Na visita de amanhã ao sistema hidráulico do Mondego, Maria da Graça Carvalho irá às 10h30 ao Açude Ponte de Coimbra, para a abertura das comportas do canal condutor geral. Meia hora depois, a governante estará na obra de reconstrução do dique e do canal condutor geral da margem direita do leito central do Mondego, entre o Choupal e a rotura (junto à autoestrada A1).
Esta intervenção, recorda a APA em nota de agenda, «consistiu essencialmente na reconstrução do troço do canal condutor geral destruído, na reabilitação do revestimento em betão armado do canal, desde o local da rotura até ao Açude de Coimbra». A rotura ocorreu a 11 de fevereiro, com a APA a concluir estes trabalhos em três meses. Outros se seguirão, informa a agência, referindo «a reconstrução do dique (em consonância com as condições prévias à rotura), a plataforma do canal e a estrada de manutenção, a proteção do dique sob o viaduto da autoestrada com uma estrutura em betão armado, a reabilitação da bacia de dissipação do descarregador em sifão junto à autoestrada, do descarregador fusível em gabiões do Choupal e da ponte canal sobre o valeiro do Campeão».

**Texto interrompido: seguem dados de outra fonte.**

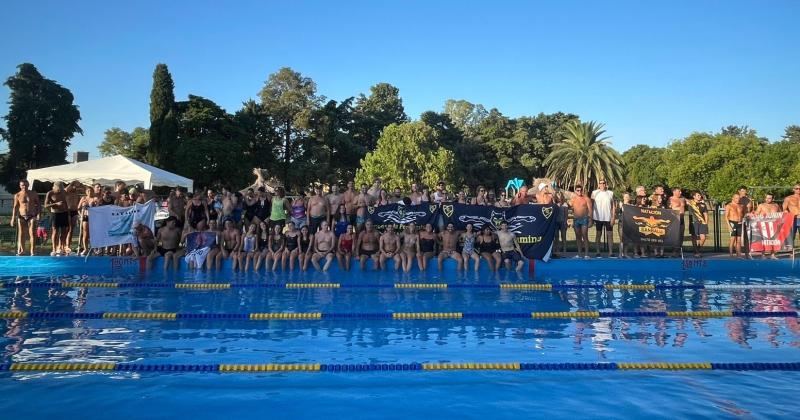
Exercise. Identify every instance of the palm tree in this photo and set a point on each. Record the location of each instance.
(584, 157)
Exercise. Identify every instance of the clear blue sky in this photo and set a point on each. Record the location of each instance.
(650, 71)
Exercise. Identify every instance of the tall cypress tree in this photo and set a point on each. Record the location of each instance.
(41, 121)
(163, 119)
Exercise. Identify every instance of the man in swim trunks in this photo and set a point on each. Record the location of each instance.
(324, 242)
(678, 204)
(604, 211)
(769, 206)
(449, 240)
(363, 200)
(509, 247)
(581, 220)
(25, 214)
(389, 245)
(318, 210)
(792, 205)
(167, 240)
(367, 245)
(733, 213)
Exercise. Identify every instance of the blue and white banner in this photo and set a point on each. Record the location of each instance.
(113, 225)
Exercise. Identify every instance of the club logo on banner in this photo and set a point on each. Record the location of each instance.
(399, 214)
(114, 225)
(771, 232)
(533, 224)
(651, 226)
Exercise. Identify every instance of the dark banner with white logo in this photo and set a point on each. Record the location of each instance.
(770, 232)
(651, 226)
(398, 215)
(533, 224)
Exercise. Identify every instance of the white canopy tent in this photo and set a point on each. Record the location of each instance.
(109, 170)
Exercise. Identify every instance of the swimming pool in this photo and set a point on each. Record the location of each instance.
(377, 364)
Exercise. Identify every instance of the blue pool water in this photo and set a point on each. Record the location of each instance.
(470, 394)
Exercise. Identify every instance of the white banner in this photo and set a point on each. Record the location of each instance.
(113, 225)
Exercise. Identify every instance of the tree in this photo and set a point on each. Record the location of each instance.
(407, 153)
(211, 150)
(41, 121)
(120, 142)
(163, 120)
(374, 112)
(290, 100)
(584, 157)
(643, 166)
(465, 115)
(792, 134)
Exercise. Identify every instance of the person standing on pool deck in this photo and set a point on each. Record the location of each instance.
(24, 213)
(698, 227)
(733, 213)
(367, 245)
(678, 203)
(603, 212)
(581, 220)
(509, 246)
(766, 208)
(56, 201)
(792, 205)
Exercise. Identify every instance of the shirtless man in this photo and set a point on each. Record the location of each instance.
(389, 245)
(449, 240)
(334, 199)
(318, 210)
(766, 208)
(349, 198)
(509, 247)
(231, 238)
(792, 205)
(56, 201)
(324, 242)
(167, 240)
(25, 214)
(678, 204)
(367, 244)
(733, 213)
(176, 206)
(363, 200)
(416, 196)
(581, 220)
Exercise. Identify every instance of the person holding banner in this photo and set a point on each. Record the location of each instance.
(581, 220)
(734, 216)
(698, 226)
(509, 246)
(791, 204)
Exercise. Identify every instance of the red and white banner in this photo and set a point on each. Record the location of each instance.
(771, 232)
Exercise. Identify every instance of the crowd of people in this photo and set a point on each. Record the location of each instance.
(257, 229)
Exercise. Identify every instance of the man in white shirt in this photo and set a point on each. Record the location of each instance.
(603, 213)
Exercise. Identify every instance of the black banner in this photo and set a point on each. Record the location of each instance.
(651, 226)
(399, 215)
(533, 224)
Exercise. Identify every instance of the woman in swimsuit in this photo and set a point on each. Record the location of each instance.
(468, 251)
(305, 240)
(248, 249)
(292, 246)
(277, 247)
(427, 241)
(87, 201)
(488, 246)
(265, 254)
(410, 248)
(344, 252)
(299, 215)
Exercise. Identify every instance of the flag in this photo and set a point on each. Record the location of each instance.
(113, 225)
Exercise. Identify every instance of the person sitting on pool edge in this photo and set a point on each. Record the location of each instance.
(509, 246)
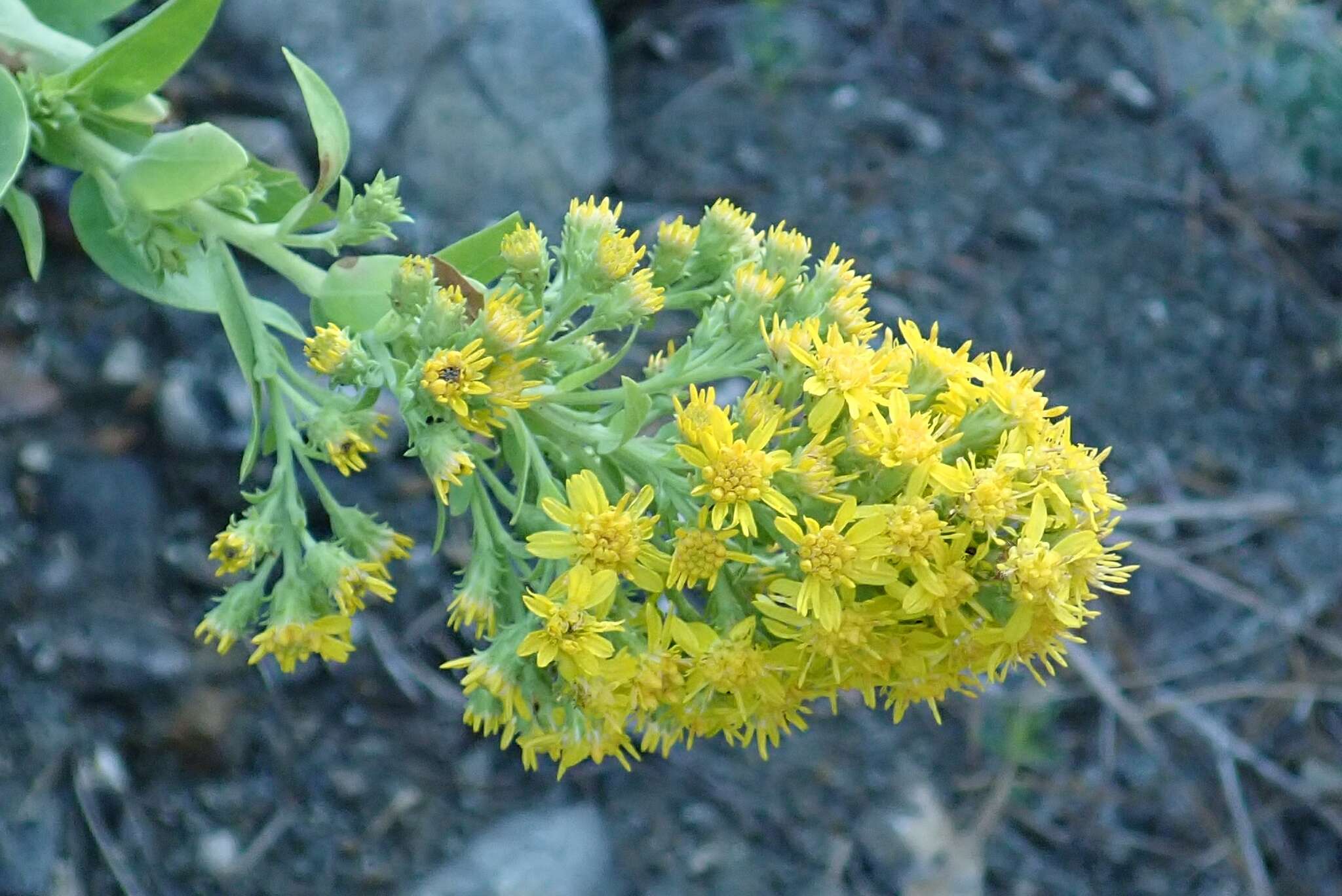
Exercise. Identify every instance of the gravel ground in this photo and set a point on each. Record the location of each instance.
(989, 168)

A visita da governante inclui, pelas 11h30 no auditório da Administração da Região Hidrográfica do Centro da APA, a cerimónia de entrega do “Relatório técnico sobre as cheias de 2026 na Bacia Hidrográfica do Mondego e revisão dos modelos de gestão de risco”, protocolado entre a Agência Portuguesa do Ambiente e a Ordem dos Engenheiros a 27 de fevereiro.
O estudo incidiu na análise às circunstâncias da rotura deste ano, em comparação com os episódios de 2001 e 2019, para uma melhor prevenção de riscos, e também na avaliação das infraestruturas do Baixo Mondego, considerando adaptações necessárias face às alterações climáticas. Do relatório esperam-se contributos para um modelo de governança do aproveitamento hidráulico do Baixo Mondego, incluindo mecanismos de manutenção contínua e de financiamento para conservação preventiva.
João Grilo, presidente da Associação de Agricultores do Vale do Mondego, elogiou, em declarações ao Diário de Coimbra, a forma célere com que, desta vez, os problemas foram resolvidos, bem a tempo das sementeiras, que, de resto, já estão no terreno, «há muito trabalho feito». A chuva também reduziu de certa forma a apreensão e a reposição da normalidade em todo o canal é uma boa notícia. Otimista, o agricultor diz que o que «é preciso é andar para a frente», revelando alguma expetativa sobre os contributos para outra governança do sistema hidráulico.